En la ciudad de Posadas, provincia de Misiones, a los veintiocho días del mes de junio de 2019, se reúnen los señores Jueces de esta Cámara, Dres. Mirta Delia Tyden de Skanata, Ana Lía Cáceres de Mengoni y Mario Osvaldo Boldú, a fin de dictar sentencia en autos: “Expte. Nº FPO 5886/2016/CA1.- Sánchez, Elsa Iluminada c/ ANSES s/renta vitalicia previsional” en presencia de la Sra. Secretaria autorizante. Examinados los mismos y planteada la cuestión respecto a si es conforme a derecho el fallo recurrido, previo al intercambio de ideas que hacen a la esencia del Acuerdo, la Dra. Mirta Delia Tyden de Skanata -a quien correspondió el primer voto-, dijo:
1) Que, en razón de que los resultandos de la sentencia de fs. 56/64 explican de manera correcta las cuestiones centrales objeto de este juicio, déselas aquí por reproducidas en honor a la brevedad.
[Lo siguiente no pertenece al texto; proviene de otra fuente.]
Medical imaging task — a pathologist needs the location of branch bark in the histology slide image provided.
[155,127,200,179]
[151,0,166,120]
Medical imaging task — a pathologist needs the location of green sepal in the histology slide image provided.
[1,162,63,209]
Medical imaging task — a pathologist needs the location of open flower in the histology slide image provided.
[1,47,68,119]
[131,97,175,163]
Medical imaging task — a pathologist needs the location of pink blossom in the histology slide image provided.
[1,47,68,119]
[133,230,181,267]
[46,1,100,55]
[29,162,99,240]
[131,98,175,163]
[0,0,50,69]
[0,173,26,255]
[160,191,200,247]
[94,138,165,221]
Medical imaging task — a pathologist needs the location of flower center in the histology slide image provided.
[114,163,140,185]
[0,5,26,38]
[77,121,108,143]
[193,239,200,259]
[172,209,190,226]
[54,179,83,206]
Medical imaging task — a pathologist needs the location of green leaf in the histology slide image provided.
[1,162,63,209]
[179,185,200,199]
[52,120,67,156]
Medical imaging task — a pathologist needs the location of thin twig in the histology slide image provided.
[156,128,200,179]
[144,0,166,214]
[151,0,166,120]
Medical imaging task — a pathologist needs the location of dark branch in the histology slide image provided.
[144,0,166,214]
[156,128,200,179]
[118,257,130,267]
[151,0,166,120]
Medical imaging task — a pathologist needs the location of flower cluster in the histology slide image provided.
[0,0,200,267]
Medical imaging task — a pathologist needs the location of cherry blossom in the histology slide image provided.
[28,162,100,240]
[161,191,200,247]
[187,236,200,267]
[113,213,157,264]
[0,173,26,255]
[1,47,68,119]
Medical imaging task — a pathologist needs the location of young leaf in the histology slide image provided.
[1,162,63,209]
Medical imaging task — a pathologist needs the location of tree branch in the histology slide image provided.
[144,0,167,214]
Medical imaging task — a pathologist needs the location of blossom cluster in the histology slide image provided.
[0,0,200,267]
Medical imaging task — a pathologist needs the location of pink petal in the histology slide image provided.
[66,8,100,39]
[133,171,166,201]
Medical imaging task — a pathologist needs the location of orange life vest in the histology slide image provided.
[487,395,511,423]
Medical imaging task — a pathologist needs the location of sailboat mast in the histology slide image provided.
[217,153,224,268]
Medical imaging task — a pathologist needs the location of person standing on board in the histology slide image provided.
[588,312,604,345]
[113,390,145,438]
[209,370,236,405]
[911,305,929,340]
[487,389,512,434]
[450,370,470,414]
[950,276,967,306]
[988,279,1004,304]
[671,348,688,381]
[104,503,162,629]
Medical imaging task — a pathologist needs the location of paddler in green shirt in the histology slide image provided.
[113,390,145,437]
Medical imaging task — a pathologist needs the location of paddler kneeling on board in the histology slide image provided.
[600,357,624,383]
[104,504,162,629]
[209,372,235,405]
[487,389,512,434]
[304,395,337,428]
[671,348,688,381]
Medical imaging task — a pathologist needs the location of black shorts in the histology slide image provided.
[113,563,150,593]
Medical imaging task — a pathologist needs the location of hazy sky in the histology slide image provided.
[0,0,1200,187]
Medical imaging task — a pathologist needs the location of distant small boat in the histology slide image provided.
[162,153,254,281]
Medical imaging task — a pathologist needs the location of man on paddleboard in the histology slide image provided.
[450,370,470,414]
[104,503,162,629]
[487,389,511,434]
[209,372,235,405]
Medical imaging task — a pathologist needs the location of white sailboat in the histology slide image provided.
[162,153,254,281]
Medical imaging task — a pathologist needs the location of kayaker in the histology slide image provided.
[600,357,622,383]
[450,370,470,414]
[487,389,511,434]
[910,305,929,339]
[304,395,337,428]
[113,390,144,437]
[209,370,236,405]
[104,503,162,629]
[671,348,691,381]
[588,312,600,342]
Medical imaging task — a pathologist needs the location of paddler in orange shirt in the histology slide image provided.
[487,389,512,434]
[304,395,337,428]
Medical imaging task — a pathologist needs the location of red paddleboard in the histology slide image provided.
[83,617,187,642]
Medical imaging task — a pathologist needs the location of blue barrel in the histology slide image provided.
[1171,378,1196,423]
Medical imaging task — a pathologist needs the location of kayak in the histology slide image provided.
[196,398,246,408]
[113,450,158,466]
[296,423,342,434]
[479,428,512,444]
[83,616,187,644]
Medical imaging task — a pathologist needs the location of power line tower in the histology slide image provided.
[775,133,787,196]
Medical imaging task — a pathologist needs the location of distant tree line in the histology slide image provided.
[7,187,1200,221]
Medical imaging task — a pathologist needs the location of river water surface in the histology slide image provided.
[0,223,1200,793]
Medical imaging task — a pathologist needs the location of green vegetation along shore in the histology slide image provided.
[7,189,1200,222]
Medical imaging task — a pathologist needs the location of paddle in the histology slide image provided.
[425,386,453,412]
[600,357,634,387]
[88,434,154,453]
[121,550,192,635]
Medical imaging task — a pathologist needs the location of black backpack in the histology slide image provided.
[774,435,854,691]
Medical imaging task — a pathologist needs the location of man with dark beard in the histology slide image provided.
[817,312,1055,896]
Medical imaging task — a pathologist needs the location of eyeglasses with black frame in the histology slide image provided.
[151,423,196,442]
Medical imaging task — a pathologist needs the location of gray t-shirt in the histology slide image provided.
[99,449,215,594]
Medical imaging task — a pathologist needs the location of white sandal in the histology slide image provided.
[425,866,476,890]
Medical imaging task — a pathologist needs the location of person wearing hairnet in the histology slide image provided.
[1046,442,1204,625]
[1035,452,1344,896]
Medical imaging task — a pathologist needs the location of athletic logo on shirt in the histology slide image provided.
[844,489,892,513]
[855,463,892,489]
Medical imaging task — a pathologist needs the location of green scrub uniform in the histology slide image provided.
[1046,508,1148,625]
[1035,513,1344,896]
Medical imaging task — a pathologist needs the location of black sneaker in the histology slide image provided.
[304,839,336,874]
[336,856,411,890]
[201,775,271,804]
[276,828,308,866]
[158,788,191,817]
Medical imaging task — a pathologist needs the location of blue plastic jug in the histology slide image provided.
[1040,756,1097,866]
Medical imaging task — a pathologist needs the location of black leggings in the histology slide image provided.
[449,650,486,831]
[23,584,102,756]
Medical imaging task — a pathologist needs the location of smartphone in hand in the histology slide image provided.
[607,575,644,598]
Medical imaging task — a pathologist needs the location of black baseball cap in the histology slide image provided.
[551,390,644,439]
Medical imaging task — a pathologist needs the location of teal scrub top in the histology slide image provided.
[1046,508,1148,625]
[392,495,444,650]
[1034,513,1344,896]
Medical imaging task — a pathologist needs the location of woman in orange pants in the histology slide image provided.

2) Que en la sentencia recurrida, el a quo hizo lugar a la demanda promovida por la actora y ordenó a la ANSeS a que dentro de los 10 días de notificada, abone a la accionante la diferencia y movilidad entre el haber que percibe en concepto de renta vitalicia previsional y el necesario para alcanzar el haber mínimo previsional garantizado, con más los intereses tasa pasiva que publica el B.C.R.A., ordenando a la demandada a practicar la liquidación por el término de treinta días de quedar firme el pronunciamiento.
Asimismo, ordenó a ANSeS a que dentro de los 10 días de notificada integre y pague a Lucio Alcides Vera la parte proporcional que le corresponde de la pensión directa desde la fecha del reclamo administrativo 27/07/2016 y hasta el 26/04/2018. Finalmente, impuso las costas en el orden causado (art. 21 de la Ley 24.463) y reguló honorarios profesionales a la letrada apoderada de la actora.
3) Que, contra dicha sentencia apeló la demandada a fs. 65, expresando agravios a fs. 74/78.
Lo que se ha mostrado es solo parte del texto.